Жанна промолчала, только плечами вздернула.

– Они щемяще-печальные, сентиментальные и больше трогают нежные сердца девочек, – сказала Аня.

– Мальчишкам ближе Том Сойер и Гек Финн, – усмехнулась Инна. – Они сказки Андерсена только через мультфильмы воспринимают. В наше время редакторы меняют концовки его сказок на более мягкие, чем ухудшают их смысл.

– Согласна, – кивнула Аня.

24

– Лена, журналисты тебя часто посещают?

– Бывает. Только я не люблю, когда они пересекают личные границы без моего на то ведома.

– Как это? – уточнила Аня.

– Обещают написать о творчестве, а посвящают статьи подробностям личной жизни, пропущенным через собственное не совсем профессиональное и не очень порядочное нутро, заботясь только о собственном пиаре. Я таких «импровизаторов» на порог больше не пускаю. Тем, кто меня хоть раз обманул или предал, я больше не доверяю.

– Не люблю журналистской кампанейщины: захотят – вознесут, захотят в порошок сотрут. Я написала хвалебную статью об одном прекрасном человеке, а ее не приняли. Оказывается, ею я лила воду на мельницу неугодного начальству конкурента на высокую должность.

– Аня, журналисты тоже народ зависимый, они чьи‑то заказы выполняют, – объяснила Жанна. – От рядовых журналистов современной свободной прессы я слышала, что они с ностальгией вспоминают советские времена, когда на каждое критическое выступление газеты в обязательном порядке следовал ответ-разъяснение, а теперь никому дела нет до их критических заметок, будто все люди замкнуты только на самих себя. Часто сообщение срабатывает непредсказуемо и совершенно в неожиданном месте. И звучит оно уже не доброй критикой, как предполагалось, а орудием возмездия в чьих‑то недобросовестных играх.

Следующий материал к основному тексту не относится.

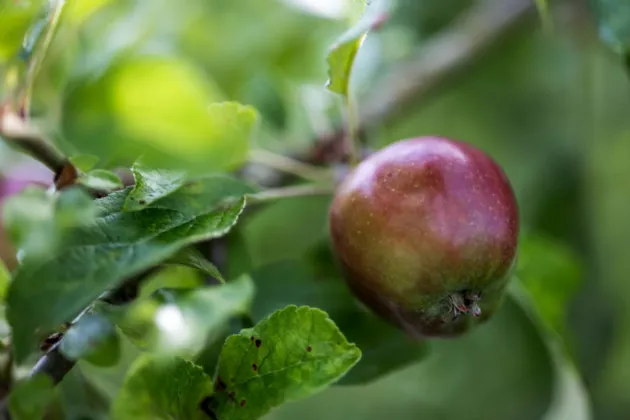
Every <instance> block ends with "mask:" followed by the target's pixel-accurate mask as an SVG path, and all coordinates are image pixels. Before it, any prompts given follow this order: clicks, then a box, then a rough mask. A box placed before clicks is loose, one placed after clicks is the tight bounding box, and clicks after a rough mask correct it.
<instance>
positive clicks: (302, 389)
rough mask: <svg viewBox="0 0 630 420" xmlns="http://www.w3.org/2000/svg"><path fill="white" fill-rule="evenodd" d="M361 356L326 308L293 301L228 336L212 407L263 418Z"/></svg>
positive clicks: (221, 410)
mask: <svg viewBox="0 0 630 420" xmlns="http://www.w3.org/2000/svg"><path fill="white" fill-rule="evenodd" d="M360 358H361V351H360V350H359V348H358V347H356V346H355V345H354V344H351V343H348V341H347V340H346V338H345V337H344V336H343V334H342V333H341V331H339V329H338V328H337V326H336V325H335V324H334V322H333V321H332V320H331V319H330V318H329V317H328V315H327V314H326V313H325V312H323V311H321V310H319V309H315V308H309V307H306V306H302V307H299V308H298V307H296V306H288V307H286V308H284V309H282V310H280V311H277V312H274V313H273V314H272V315H271V316H269V317H268V318H265V319H264V320H262V321H261V322H259V323H258V324H257V325H256V326H255V327H253V328H250V329H246V330H243V331H241V333H240V334H238V335H233V336H231V337H229V338H228V339H227V340H226V342H225V345H224V347H223V350H222V351H221V356H220V358H219V368H218V376H217V379H216V381H217V386H218V389H217V393H216V394H215V395H214V401H213V402H212V404H211V407H212V409H213V410H214V411H215V412H216V416H217V417H218V418H220V419H233V420H236V419H254V418H259V417H261V416H262V415H264V414H265V413H267V412H268V411H269V410H271V408H273V407H275V406H278V405H280V404H282V403H284V402H288V401H292V400H297V399H300V398H304V397H307V396H309V395H312V394H315V393H317V392H319V391H321V390H322V389H324V388H326V387H327V386H329V385H330V384H332V383H334V382H335V381H337V380H339V379H340V378H341V377H342V376H343V375H344V374H345V373H346V372H347V371H348V370H350V369H351V368H352V367H353V366H354V365H355V364H356V363H357V362H358V361H359V359H360Z"/></svg>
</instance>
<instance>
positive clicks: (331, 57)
mask: <svg viewBox="0 0 630 420" xmlns="http://www.w3.org/2000/svg"><path fill="white" fill-rule="evenodd" d="M387 11H388V2H387V0H374V1H373V2H372V3H370V4H369V5H368V6H367V7H366V9H365V14H364V15H363V17H362V18H361V20H359V22H358V23H357V24H356V25H355V26H354V27H353V28H351V29H350V30H348V31H347V32H346V33H344V34H343V35H342V36H341V37H340V38H339V39H337V41H336V42H335V44H334V45H333V46H332V48H331V50H330V52H329V53H328V58H327V62H328V83H327V84H326V86H327V87H328V89H329V90H331V91H332V92H335V93H339V94H341V95H344V96H347V95H348V90H349V86H350V74H351V73H352V65H353V64H354V59H355V57H356V56H357V53H358V52H359V48H360V47H361V44H362V43H363V41H364V40H365V37H366V36H367V34H368V32H369V31H371V30H372V29H374V28H376V27H377V26H379V25H381V24H382V23H383V20H384V19H386V17H387Z"/></svg>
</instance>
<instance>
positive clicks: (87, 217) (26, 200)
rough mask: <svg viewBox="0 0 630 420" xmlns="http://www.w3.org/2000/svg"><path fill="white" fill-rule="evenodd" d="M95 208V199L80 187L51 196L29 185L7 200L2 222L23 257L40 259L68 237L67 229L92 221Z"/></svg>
mask: <svg viewBox="0 0 630 420" xmlns="http://www.w3.org/2000/svg"><path fill="white" fill-rule="evenodd" d="M95 210H96V209H95V206H94V204H93V202H92V199H91V198H90V197H89V196H88V195H87V193H86V192H84V191H82V190H81V189H80V188H69V189H67V190H64V191H62V192H61V193H60V194H55V195H51V194H48V193H47V192H46V191H45V190H43V189H42V188H37V187H28V188H26V189H25V190H23V191H22V192H21V193H19V194H16V195H14V196H11V197H10V198H9V199H7V201H6V202H5V203H4V206H3V222H4V227H5V230H6V232H7V234H8V235H9V238H10V239H11V241H12V243H13V244H14V245H15V246H16V248H18V249H19V250H20V252H21V253H22V255H23V258H28V259H31V260H40V259H46V258H48V257H49V255H50V250H51V249H55V248H56V247H59V246H61V245H62V243H63V242H64V241H65V240H67V232H66V230H67V229H69V228H75V227H79V226H82V225H85V224H88V223H90V222H93V220H94V217H95V214H96V213H95Z"/></svg>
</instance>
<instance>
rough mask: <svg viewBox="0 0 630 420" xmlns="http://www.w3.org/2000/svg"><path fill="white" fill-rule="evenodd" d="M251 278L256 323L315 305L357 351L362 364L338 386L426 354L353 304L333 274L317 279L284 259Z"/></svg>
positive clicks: (312, 275)
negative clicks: (349, 340)
mask: <svg viewBox="0 0 630 420" xmlns="http://www.w3.org/2000/svg"><path fill="white" fill-rule="evenodd" d="M251 275H252V278H253V279H254V281H255V282H256V284H257V286H258V287H257V293H256V299H255V300H254V304H253V308H252V314H253V316H254V318H255V319H260V318H262V317H264V316H265V315H266V314H268V313H270V312H272V311H275V310H278V309H281V308H282V307H284V306H286V305H290V304H294V305H308V306H312V307H317V308H320V309H323V310H325V311H326V312H327V313H328V314H329V316H330V318H331V319H332V320H333V321H334V322H335V323H336V324H337V326H338V327H339V328H340V329H341V331H342V332H343V333H344V335H345V336H346V337H347V338H348V340H350V341H352V342H354V343H355V344H356V345H357V346H358V347H359V348H360V349H361V352H362V356H361V360H360V361H359V362H358V363H357V365H356V366H354V367H353V368H352V370H350V371H349V372H348V374H347V375H345V376H344V377H343V378H341V379H340V380H339V382H338V384H339V385H356V384H362V383H367V382H371V381H374V380H376V379H377V378H379V377H382V376H383V375H386V374H390V373H392V372H395V371H397V370H400V369H402V368H404V367H406V366H408V365H409V364H411V363H415V362H418V361H420V360H422V358H424V357H426V356H427V355H428V353H429V351H428V346H427V345H426V343H425V342H422V341H417V340H415V341H414V340H411V339H410V338H409V337H407V336H406V335H405V333H404V332H402V331H401V330H399V329H397V328H394V327H392V326H391V325H389V324H386V323H385V322H383V321H381V320H380V319H379V318H377V317H376V316H374V315H372V314H371V313H369V312H367V311H364V310H362V309H361V308H360V307H359V306H357V304H356V302H355V300H354V298H353V296H352V295H351V294H350V292H349V290H348V288H347V286H346V285H345V282H344V281H343V279H341V278H340V277H336V276H337V273H335V274H333V276H332V277H327V276H318V275H316V272H315V271H314V269H313V268H312V267H311V266H310V265H308V264H307V263H306V262H305V261H300V260H285V261H279V262H276V263H273V264H269V265H266V266H263V267H260V268H259V269H257V270H255V271H253V272H252V273H251ZM392 354H396V357H392V356H391V355H392Z"/></svg>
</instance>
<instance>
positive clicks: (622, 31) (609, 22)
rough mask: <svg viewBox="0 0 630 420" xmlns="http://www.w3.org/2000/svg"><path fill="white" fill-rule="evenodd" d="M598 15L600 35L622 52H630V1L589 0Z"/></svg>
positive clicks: (616, 48)
mask: <svg viewBox="0 0 630 420" xmlns="http://www.w3.org/2000/svg"><path fill="white" fill-rule="evenodd" d="M589 4H590V6H591V7H592V8H593V11H594V13H595V15H596V17H597V23H598V29H599V36H600V37H601V39H602V40H603V41H604V43H606V44H607V45H608V46H609V47H611V48H612V49H613V50H615V51H616V52H618V53H620V54H627V53H628V52H630V3H629V2H627V1H626V0H589Z"/></svg>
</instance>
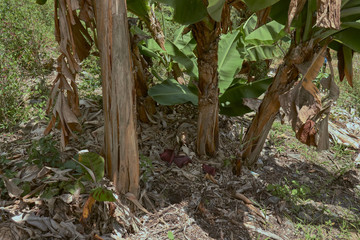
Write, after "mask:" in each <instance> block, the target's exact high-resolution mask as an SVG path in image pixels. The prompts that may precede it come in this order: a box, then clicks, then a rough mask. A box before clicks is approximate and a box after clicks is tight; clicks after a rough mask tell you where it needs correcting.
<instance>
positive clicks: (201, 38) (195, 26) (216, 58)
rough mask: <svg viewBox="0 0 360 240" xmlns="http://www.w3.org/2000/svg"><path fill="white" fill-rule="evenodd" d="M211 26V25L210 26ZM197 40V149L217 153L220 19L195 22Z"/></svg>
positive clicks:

Возникают парадоксальные ситуации, не дающие опомниться. Нам в это лучше не вникать.

– Лена, а сама ты в своих книгах не переходишь границы дозволенного правилами приличия? – спросила Аня.

– Если я беру факты из жизни своих знакомых, то только с их разрешения. Этого требует писательская этика. И все же из предосторожности на форзаце своих книг я всегда пишу просьбу к читателям не искать себя среди моих героев. Встречаются любители предъявлять претензии.

– Обожглась?

– Было дело. Пристал ко мне как‑то один очень неприятный тип, как банный лист прилип. Ну, я ему и выдала один на один: «Ты считаешь себя достойным моего пера? Ты единственный гад, бросивший двух малолетних детей? Уймись и подумай хоть раз не о себе, а о тех, кто в тебе нуждается». Отстал‑таки.

– Грубо ты его.

– А если он деликатных слов не понимает?

– Ты высокие чины трогаешь?

– В одной из книг я предполагала, что если бы во власти было больше женщин (достойных!), то и в стране, и в семьях было бы больше порядка. У меня одно время созрела идея подтвердить свой тезис наглядными примерами, что усилило бы содержание книги. Но тогда пришлось бы изучить природу власти, даже обратиться к научным статьям. Размышляя над этой трудной задачей, я пришла к выводу, что для меня это неохватная и неподъемная тема, и не стала ее затрагивать. Писать можно только о том, что знаешь глубоко, всесторонне и достоверно.

– Из своего опыта я поняла, что приходя во власть, большинство чиновников лишаются многого человеческого в себе. То ли работа там такая «вредная», то ли тщеславие их губит и деньги? Им проще отказать, чем разбираться в чьем‑то деле. Наверное, поначалу сами искренне верят, что хотят блага для народа, да только потом добиваются его в основном для себя, – усмехнулась Инна.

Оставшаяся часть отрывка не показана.